12

I know that I can create an immutable (i.e. thread-safe) object like this:

class CantChangeThis
{
    private readonly int value;

    public CantChangeThis(int value)
    {
        this.value = value;
    }

    public int Value { get { return this.value; } } 
}

However, I typically "cheat" and do this:

class CantChangeThis
{
    public CantChangeThis(int value)
    {
        this.Value = value;
    }

    public int Value { get; private set; } 
}

Then I got wondering, "why does this work?" Is it really thread-safe?

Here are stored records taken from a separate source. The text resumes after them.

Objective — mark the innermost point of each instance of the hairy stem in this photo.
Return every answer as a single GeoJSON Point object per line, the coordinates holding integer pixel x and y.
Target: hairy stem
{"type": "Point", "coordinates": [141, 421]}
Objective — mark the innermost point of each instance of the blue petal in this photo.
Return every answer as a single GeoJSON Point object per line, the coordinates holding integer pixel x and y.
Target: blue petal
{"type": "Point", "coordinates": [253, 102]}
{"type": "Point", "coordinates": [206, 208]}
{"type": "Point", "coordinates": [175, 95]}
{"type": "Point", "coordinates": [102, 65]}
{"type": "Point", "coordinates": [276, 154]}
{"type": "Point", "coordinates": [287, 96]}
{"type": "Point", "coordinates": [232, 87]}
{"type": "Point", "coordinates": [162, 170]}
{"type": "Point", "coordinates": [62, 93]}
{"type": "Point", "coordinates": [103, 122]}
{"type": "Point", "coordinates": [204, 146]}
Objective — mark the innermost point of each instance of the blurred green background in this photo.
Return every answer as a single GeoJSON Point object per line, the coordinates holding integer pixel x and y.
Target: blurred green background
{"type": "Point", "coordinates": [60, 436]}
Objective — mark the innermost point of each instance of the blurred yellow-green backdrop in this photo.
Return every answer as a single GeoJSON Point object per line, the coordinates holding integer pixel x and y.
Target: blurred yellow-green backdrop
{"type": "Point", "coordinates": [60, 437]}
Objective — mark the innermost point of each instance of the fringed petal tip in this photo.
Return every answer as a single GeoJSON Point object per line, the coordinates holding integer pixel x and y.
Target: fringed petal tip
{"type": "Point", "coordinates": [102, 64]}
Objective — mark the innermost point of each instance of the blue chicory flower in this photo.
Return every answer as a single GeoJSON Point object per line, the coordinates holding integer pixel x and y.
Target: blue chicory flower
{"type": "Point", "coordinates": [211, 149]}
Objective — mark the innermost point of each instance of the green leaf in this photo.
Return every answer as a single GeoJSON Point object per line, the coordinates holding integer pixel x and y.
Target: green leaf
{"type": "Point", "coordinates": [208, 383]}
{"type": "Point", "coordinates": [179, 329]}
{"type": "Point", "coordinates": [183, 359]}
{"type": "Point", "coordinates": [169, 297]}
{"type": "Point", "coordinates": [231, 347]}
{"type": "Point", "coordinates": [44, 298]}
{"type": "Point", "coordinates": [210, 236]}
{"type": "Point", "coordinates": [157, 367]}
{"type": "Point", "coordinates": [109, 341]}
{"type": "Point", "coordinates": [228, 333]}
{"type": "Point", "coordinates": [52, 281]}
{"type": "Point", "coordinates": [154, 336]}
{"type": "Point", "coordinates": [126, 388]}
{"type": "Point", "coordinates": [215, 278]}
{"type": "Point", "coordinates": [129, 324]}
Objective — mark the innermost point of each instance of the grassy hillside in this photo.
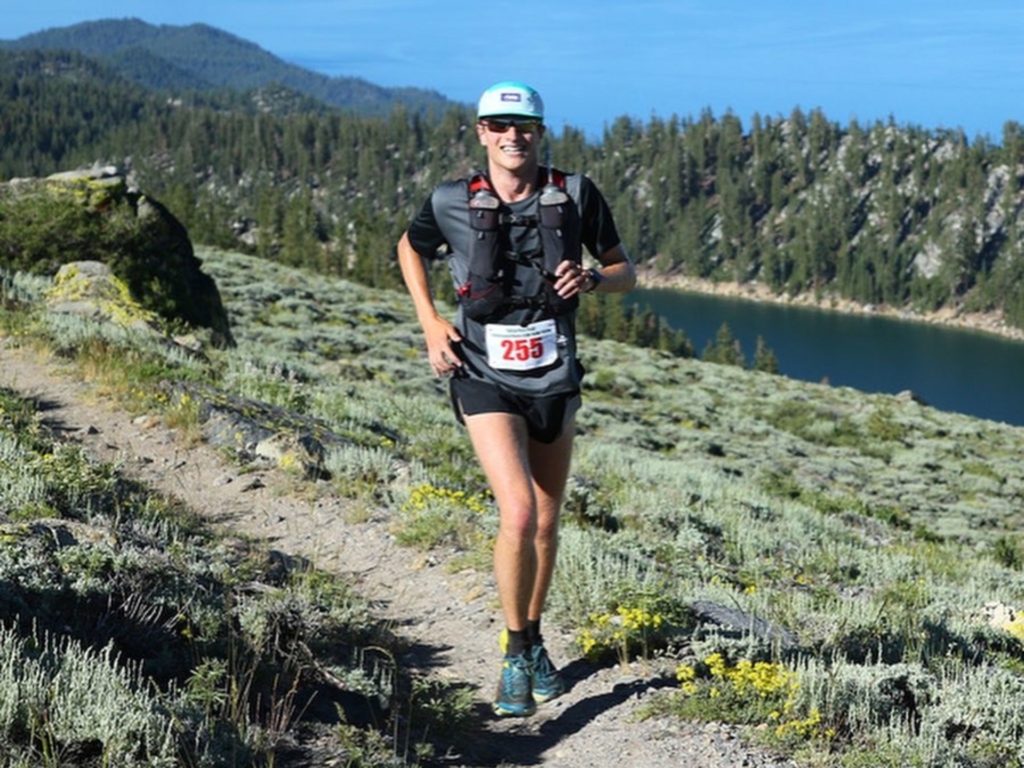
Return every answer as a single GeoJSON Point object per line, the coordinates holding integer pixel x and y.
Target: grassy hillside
{"type": "Point", "coordinates": [818, 561]}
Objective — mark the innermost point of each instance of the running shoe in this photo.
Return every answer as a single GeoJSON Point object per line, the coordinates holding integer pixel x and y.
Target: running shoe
{"type": "Point", "coordinates": [548, 682]}
{"type": "Point", "coordinates": [514, 696]}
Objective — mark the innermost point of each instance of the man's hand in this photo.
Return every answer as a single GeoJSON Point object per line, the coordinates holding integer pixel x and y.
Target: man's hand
{"type": "Point", "coordinates": [441, 336]}
{"type": "Point", "coordinates": [570, 279]}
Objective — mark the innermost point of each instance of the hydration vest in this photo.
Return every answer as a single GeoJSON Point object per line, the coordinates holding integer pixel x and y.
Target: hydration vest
{"type": "Point", "coordinates": [493, 288]}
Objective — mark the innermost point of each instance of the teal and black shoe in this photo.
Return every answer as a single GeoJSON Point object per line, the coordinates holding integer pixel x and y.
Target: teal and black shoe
{"type": "Point", "coordinates": [514, 696]}
{"type": "Point", "coordinates": [548, 682]}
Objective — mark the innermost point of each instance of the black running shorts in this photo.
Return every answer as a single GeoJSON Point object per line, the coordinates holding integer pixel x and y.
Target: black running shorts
{"type": "Point", "coordinates": [546, 417]}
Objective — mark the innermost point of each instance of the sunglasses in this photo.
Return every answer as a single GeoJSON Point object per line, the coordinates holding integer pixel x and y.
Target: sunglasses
{"type": "Point", "coordinates": [498, 125]}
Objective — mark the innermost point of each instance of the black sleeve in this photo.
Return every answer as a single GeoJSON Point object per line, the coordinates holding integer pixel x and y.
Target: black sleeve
{"type": "Point", "coordinates": [599, 231]}
{"type": "Point", "coordinates": [424, 233]}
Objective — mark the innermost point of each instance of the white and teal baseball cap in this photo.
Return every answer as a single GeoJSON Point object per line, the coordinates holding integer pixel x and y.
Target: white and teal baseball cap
{"type": "Point", "coordinates": [510, 98]}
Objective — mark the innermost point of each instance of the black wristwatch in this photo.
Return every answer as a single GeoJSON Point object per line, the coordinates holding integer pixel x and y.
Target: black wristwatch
{"type": "Point", "coordinates": [595, 280]}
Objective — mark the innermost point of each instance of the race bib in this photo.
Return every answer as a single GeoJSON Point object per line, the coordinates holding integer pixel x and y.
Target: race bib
{"type": "Point", "coordinates": [521, 347]}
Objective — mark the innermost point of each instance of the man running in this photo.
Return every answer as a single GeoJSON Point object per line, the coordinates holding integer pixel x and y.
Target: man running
{"type": "Point", "coordinates": [514, 239]}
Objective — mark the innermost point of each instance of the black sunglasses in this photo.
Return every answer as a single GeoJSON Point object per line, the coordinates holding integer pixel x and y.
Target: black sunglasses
{"type": "Point", "coordinates": [500, 125]}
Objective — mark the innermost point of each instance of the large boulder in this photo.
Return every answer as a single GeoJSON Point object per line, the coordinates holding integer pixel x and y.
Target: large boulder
{"type": "Point", "coordinates": [93, 215]}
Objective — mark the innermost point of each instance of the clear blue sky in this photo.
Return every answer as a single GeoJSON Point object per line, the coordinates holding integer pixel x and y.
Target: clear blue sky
{"type": "Point", "coordinates": [928, 62]}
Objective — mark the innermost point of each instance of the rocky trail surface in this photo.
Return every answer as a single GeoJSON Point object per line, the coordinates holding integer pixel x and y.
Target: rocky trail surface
{"type": "Point", "coordinates": [448, 619]}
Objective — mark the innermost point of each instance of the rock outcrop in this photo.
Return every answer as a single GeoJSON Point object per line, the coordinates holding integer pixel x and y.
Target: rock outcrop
{"type": "Point", "coordinates": [94, 215]}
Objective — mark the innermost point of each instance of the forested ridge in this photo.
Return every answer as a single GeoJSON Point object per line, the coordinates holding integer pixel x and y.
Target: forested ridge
{"type": "Point", "coordinates": [882, 213]}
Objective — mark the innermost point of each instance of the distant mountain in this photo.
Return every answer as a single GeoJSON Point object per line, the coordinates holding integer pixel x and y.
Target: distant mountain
{"type": "Point", "coordinates": [203, 57]}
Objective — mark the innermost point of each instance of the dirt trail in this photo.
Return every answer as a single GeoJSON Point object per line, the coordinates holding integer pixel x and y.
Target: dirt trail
{"type": "Point", "coordinates": [448, 619]}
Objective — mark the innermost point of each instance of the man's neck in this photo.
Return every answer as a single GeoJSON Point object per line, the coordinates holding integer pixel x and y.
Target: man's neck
{"type": "Point", "coordinates": [513, 185]}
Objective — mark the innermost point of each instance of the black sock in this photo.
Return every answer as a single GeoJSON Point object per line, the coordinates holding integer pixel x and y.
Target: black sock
{"type": "Point", "coordinates": [534, 632]}
{"type": "Point", "coordinates": [517, 642]}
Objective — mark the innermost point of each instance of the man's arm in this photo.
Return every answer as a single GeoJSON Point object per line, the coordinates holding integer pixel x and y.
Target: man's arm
{"type": "Point", "coordinates": [439, 334]}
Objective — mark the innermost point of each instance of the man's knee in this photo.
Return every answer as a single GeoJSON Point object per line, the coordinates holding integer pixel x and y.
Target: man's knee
{"type": "Point", "coordinates": [518, 521]}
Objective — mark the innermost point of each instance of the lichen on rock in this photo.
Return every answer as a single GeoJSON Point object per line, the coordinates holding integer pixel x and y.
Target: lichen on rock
{"type": "Point", "coordinates": [95, 215]}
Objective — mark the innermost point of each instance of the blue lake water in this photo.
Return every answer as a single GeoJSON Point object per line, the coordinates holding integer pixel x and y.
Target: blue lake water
{"type": "Point", "coordinates": [950, 369]}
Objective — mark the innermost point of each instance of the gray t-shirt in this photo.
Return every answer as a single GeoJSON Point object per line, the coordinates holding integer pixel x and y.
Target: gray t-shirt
{"type": "Point", "coordinates": [443, 221]}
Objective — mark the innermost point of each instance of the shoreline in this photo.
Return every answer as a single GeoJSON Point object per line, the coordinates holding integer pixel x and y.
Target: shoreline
{"type": "Point", "coordinates": [990, 323]}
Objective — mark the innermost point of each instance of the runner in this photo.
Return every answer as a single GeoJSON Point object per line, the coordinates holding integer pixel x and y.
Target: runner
{"type": "Point", "coordinates": [513, 237]}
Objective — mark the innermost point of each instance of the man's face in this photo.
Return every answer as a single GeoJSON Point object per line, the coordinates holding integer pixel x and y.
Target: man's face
{"type": "Point", "coordinates": [511, 142]}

If I use it like this:

var instance = new CantChangeThis(5);
ThreadPool.QueueUserWorkItem(() => doStuff(instance));

Then what it's really doing is (I think):

  1. Allocating space on the thread-shared heap for the instance
  2. Initializing the value inside the instance on the heap
  3. Writing a pointer/reference to that space into the local variable (thread-specific stack)
  4. Passing the reference to that thread as a value. (Interestingly the way I've written it, the reference is inside a closure, which is doing the same thing that my instance is doing, but let's ignore that.)
  5. Thread goes to the heap and reads data from the instance.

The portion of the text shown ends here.